George Wolfe (1834-1883)
A landscape, coastal and marine painter both in oil and watercolour, George Wolfe found inspiration in the topography of Britain as well as scenery across Europe. His atmospheric works often featured beached boats, surrendered to windswept skies and other natural elements.
George Wolfe was born in Clifton, Bristol, Gloucestershire, on 11 January 1834, the son of Charles Wolfe, a boat builder, and Ann, a dressmaker. He was baptised in Bristol on 23 February of the same year, and spent his early childhood years at Allens Court, Hotwell Road, with his two younger brothers, Charles and henry, and younger sister, Louisa.
By the age of 17 in 1851, Wolfe had moved to 9 Windsor Terrace in Clifton, and lived under the guardianship of Sophia Bulkeley, a widow and fund holder, who may have become his adoptive mother. Wolfe continued to live there possibly until his early thirties, by which time he had established himself as a watercolour painter. Wolfe continued to stay in Clifton during his artistic practice, and shared a studio for a time with fellow artist, Samuel Phillips Jackson RWS, who was also a landscape and marine painter.
They may have met through Jackson’s father, Samuel Jackson who was said to be the ‘father’ of the Bristol School of artists, and taught Wolfe privately.
Wolfe was fond of copying drawings of S P Jackson, and it is possible that Jackson travelled with him to the Channel Islands around 1858.
Although mainly based in the Bristol area, Wolfe travelled extensively. Many of his subjects were taken from within Britain, including Devon, Cornwall, South Wales and Yorkshire, as well as the Channel Islands. He also explored Germany and Belgium.

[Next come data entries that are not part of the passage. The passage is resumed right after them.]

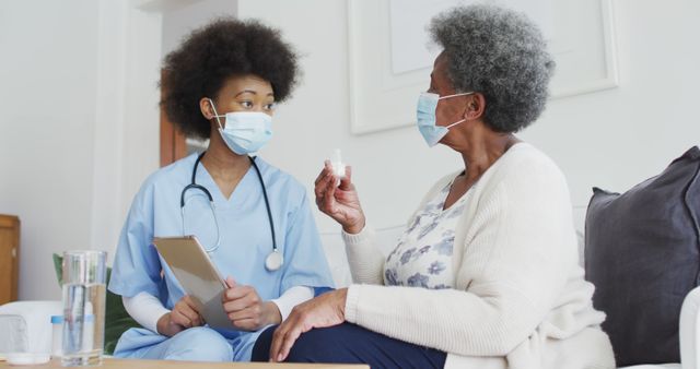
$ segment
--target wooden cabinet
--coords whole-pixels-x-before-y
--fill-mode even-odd
[[[0,214],[0,305],[18,299],[20,218]]]

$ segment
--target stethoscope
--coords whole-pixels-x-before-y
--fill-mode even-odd
[[[197,181],[196,181],[197,168],[199,167],[199,162],[201,162],[201,158],[205,156],[206,153],[207,152],[203,152],[199,154],[199,156],[197,157],[197,160],[195,162],[195,167],[192,168],[192,180],[189,184],[187,184],[183,189],[183,192],[179,194],[179,210],[183,216],[183,234],[184,234],[185,233],[185,192],[187,192],[187,190],[190,190],[190,189],[200,190],[205,192],[205,194],[207,195],[207,199],[209,199],[211,213],[214,216],[214,224],[217,225],[217,243],[210,249],[205,248],[205,251],[211,254],[212,252],[217,251],[217,249],[219,249],[219,246],[221,243],[221,230],[219,228],[219,218],[217,217],[214,199],[211,197],[211,193],[209,192],[209,190],[207,190],[206,187],[201,184],[197,184]],[[277,249],[277,239],[275,237],[275,223],[272,222],[272,212],[270,211],[270,201],[267,198],[267,190],[265,189],[265,181],[262,180],[262,175],[260,175],[260,169],[258,168],[258,165],[255,163],[255,157],[248,156],[248,158],[250,159],[250,164],[255,168],[255,172],[258,175],[258,179],[260,180],[260,187],[262,188],[262,197],[265,198],[265,207],[267,209],[267,218],[270,221],[270,233],[272,234],[272,251],[267,255],[267,258],[265,258],[265,269],[267,269],[270,272],[275,272],[282,266],[282,264],[284,263],[284,258],[282,257],[282,253],[280,253],[279,250]]]

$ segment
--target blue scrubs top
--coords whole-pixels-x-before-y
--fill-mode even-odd
[[[200,190],[186,192],[183,231],[180,193],[191,181],[197,155],[155,171],[137,193],[117,246],[110,291],[126,297],[145,291],[159,297],[168,309],[184,296],[182,286],[151,241],[153,237],[195,235],[205,249],[215,245],[215,222],[209,201]],[[213,198],[221,233],[220,247],[210,253],[214,265],[224,278],[231,275],[237,284],[255,287],[264,300],[278,298],[293,286],[331,287],[332,278],[304,187],[259,157],[256,164],[268,192],[277,247],[284,255],[284,264],[277,271],[265,267],[265,259],[272,251],[272,237],[255,168],[250,166],[225,199],[200,164],[196,181]],[[233,346],[234,359],[248,360],[257,334],[231,331],[225,336]],[[158,333],[132,329],[125,332],[119,346],[138,349],[164,340],[166,337]]]

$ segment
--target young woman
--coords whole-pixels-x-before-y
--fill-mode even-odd
[[[296,82],[296,56],[279,32],[219,20],[195,31],[164,62],[162,105],[207,151],[151,175],[124,226],[109,289],[143,326],[121,336],[117,357],[249,360],[260,330],[331,286],[306,191],[250,156],[272,135],[275,105]],[[230,330],[206,325],[151,246],[195,235],[229,288]]]

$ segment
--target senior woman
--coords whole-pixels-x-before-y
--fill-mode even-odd
[[[464,169],[434,184],[385,258],[350,174],[337,187],[327,163],[316,202],[342,225],[355,284],[298,306],[258,338],[254,359],[269,347],[272,360],[372,368],[614,368],[564,177],[514,135],[547,100],[553,62],[541,34],[491,5],[445,12],[430,32],[444,50],[418,129]]]

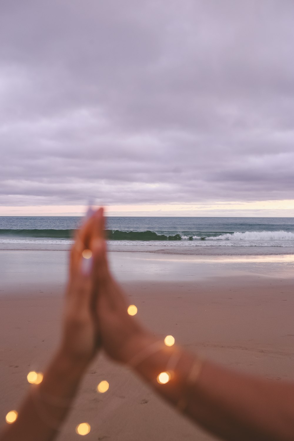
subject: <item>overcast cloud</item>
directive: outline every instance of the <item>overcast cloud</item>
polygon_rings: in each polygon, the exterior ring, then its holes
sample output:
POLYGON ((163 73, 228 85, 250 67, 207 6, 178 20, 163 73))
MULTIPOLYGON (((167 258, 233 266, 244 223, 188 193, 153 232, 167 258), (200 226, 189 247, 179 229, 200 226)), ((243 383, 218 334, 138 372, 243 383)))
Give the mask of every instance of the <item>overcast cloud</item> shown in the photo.
POLYGON ((294 199, 294 17, 0 0, 0 204, 294 199))

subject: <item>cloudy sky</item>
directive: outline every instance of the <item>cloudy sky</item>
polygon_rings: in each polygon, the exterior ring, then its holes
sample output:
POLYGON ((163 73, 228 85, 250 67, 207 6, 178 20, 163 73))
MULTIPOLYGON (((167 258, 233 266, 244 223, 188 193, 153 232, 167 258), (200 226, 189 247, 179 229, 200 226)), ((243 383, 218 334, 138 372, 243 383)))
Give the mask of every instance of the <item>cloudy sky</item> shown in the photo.
POLYGON ((1 0, 0 213, 294 216, 292 0, 1 0))

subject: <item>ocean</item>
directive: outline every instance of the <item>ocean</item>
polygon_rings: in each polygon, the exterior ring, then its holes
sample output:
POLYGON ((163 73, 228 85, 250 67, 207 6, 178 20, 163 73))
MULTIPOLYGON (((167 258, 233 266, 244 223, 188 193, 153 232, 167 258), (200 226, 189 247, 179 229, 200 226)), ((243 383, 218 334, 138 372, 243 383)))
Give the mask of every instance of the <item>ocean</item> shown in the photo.
MULTIPOLYGON (((77 217, 1 217, 0 249, 66 249, 82 221, 77 217)), ((260 254, 282 254, 294 247, 293 217, 110 217, 106 228, 112 250, 251 254, 257 248, 260 254)))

Wolfe exhibited in London from 1855 to 1873, and was successful at entering pieces into the Royal Academy between 1857 to 1867, the Society of British Artists from 1855 to 1875, and the British Institution. Using his passion for marine subjects, he produced a book of sailing barge prints entitled Wolfe’s Book of Barges, published in London by Simpkin Marshall & Co and printed by J Lavars, Bridge Street, Bristol, in 1859. He also applied to become a member of the New Society of Painters in Water Colours in 1867, but unfortunately was not successful.
In 1868, Wolfe was living at Granby House, Granby Hill, Clifton. However, in the same year, he married Anne Mary Clement, daughter of Benjamin Clement, a Royal Navy Captain in Alton, Hampshire, and settled in nearby Chawton. They both remained in Chawton for the rest of their lives, living first in her family home, Denmead, during 1869, and moving to Malt House by 1871. In 1881, they were living at 85 Atton Road, which seems to have been their last address.
George Wolfe died on 20 September 1883, in Chawton, as is recorded on a memorial in the local church. His wife, Anne died a decade later in 1893; they had no children.